Кошелек
Иван Иванович Панаев
«Ах, тетушка, как хорош ваш Петербург! Мне никогда и во сне не снилось ничего подобного!.. Как здесь все великолепно!.. какие набережные, какие площади, какие дворцы, какие огромные домы, какие нарядные дамы, какие экипажи! А останавливались ли вы когда-нибудь, тетушка, перед монументом Петра в лунную ночь?…»
Иван Иванович Панаев
Кошелек
Сцены из петербургской жизни
I
Старушка мать, бывало, под окном
Сидела, днем она чулок вязала,
А вечером за маленьким столом
Раскладывала карты и гадала.
Пушкин
Ах, тетушка, как хорош ваш Петербург!
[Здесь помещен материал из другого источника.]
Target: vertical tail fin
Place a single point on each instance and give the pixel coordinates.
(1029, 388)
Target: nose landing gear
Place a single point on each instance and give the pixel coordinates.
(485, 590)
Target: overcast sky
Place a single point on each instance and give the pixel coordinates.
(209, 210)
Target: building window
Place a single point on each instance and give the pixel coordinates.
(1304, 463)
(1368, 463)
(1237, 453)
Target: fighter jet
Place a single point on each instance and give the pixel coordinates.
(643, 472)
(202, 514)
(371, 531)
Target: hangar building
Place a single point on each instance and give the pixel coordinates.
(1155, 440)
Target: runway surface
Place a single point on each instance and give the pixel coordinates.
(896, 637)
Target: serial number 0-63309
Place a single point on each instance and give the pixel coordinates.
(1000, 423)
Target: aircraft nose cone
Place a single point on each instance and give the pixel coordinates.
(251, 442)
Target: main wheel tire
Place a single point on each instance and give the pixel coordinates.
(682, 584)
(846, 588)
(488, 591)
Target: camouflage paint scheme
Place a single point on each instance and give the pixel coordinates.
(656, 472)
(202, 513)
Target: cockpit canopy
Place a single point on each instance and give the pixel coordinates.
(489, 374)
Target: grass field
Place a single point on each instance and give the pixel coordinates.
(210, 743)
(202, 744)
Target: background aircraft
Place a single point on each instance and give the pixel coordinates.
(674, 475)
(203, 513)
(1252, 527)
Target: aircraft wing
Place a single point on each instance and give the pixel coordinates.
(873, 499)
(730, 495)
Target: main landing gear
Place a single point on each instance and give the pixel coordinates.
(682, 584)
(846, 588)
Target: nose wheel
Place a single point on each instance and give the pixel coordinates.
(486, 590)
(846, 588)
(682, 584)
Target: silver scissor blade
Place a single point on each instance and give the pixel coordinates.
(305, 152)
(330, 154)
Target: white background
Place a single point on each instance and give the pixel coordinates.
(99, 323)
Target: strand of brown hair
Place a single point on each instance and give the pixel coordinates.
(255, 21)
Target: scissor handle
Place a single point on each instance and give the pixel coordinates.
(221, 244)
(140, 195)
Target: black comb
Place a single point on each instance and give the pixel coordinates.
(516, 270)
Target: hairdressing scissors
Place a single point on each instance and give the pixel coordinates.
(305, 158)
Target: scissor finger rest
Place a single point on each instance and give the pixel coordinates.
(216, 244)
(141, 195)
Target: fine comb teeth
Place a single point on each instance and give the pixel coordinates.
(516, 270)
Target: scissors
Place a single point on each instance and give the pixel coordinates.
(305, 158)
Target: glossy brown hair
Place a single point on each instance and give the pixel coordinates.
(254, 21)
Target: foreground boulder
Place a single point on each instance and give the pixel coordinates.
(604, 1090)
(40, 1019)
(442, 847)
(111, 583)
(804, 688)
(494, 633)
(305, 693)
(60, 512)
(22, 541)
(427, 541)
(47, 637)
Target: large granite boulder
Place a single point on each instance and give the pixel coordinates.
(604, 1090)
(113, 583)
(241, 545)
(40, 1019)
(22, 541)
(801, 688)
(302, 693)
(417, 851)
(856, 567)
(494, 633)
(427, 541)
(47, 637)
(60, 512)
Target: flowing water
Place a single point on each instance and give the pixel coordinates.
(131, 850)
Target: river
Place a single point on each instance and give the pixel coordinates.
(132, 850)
Мне никогда и во сне не снилось ничего подобного!.. Как здесь все великолепно!.. какие набережные, какие площади, какие дворцы, какие огромные домы, какие нарядные дамы, какие экипажи! А останавливались ли вы когда-нибудь, тетушка, перед монументом Петра в лунную ночь? Любовались ли Невою? господи боже мой, как хороша ваша Нева, тетушка!
Так говорил в лирическом жару молодой человек «с цветущими ланитами и устами», с простодушным взглядом, в длинном, гораздо ниже колен, сюртуке, – настоящий представитель отрадного деревенского быта.
Тетушка, к которой он адресовался с своею кудрявою, девственною речью, была старушка, как обыкновенно бывают все простые русские старушки, с морщинами на лице, с чепцом на голове, с очками на носу и с чулком в руках.
Странна показалась тетушке речь племянника – и прутки замерли в ее руках, и она отложила чулок на маленький стол, который стоял возле нее, подняла очки на лоб, протерла глаза и пристально посмотрела на племянника.
– Что это ты, Иванушка? Бог с тобой! Экой проказник: что я за полоумная, что стану ходить по ночам да глазеть на памятники?
И старушка от души смеялась над проказником.
В эту минуту девушка, сидевшая на скамейке у ног старушки, выронила из рук иголку и шитье, подняла вверх свои темно-голубые глазки, закинула назад свою грёзовскую головку, всю в локонах, взглянула на старушку, потом украдкою бросила взор на молодого человека: ей хотелось улыбнуться, и она, кажется, закраснелась.
Но, может быть, то был луч догоравшей зари, который, уловив движение девушки, страстно прильнул к ней и любовно оцветил ее личико своим пламенем.
Хороша была эта картина из трех лиц: морщинистая старушка, румяная девушка, молодой человек, задумчиво облокотившийся на ручку кресел… Небольшая комната, просто убранная, ситцевые занавески у окон с красною шерстяною бахромою и ерани на окнах. В этой комнате все дышало спокойствием и счастием, тою отрадною безмятежностью, о которой, кажется, не ведают люди, живущие в огромных золоченых палатах.
– Вы сегодня, маменька, что-то очень долго заработались. Уж скоро совсем смеркнется.
– Да, да, твоя правда, Лиза; у меня и глаза начинают слипаться.
И, говоря это, старушка вкладывала свои очки в красный, потемневший от времени футляр.
– И тебе пора бросить свое шитье: ты и без того у меня сегодня глаз не спускала с иголки. Надо и покой знать. Убери-ка мой чулок, Лизанька.
Девушка поцеловала руку старушки, встала с скамейки, подошла к столику, взяла чулок, который вязала она, положила его в желтую плетеную корзиночку и вышла из комнаты.
– Ах, ты моя красавица? – шептала старушка, провожая Лизу глазами.
Лиза была, точно, чрезвычайно мила с своими воздушными локонами, с своею тонкою талиею. К ней очень шло ее темное ситцевое платье, ее черный кушачок и пестрый передничек с карманами по бокам.
– Вот, мой родной, – продолжала старушка, когда Лиза вышла из комнаты, – в этой девушке господь бог послал мне настоящего ангела. Ну, что бы я была без нее на старости лет? Уж подлинно могу сказать, что и родная дочь не любила бы меня больше ее. Вот около покрова будет пятнадцать лет, как она при мне, и я не помню, чтобы когда-нибудь хоть раз чем огорчила меня, даже когда была еще ребенком. Этакой девушки и днем с огнем поискать. А какая рукодельница! недаром молилась я об ней угоднику божию Николаю-чудотворцу! Вот хоть бы и ты, мне родной племянничек по отце, да уж любить меня так не можешь, как она.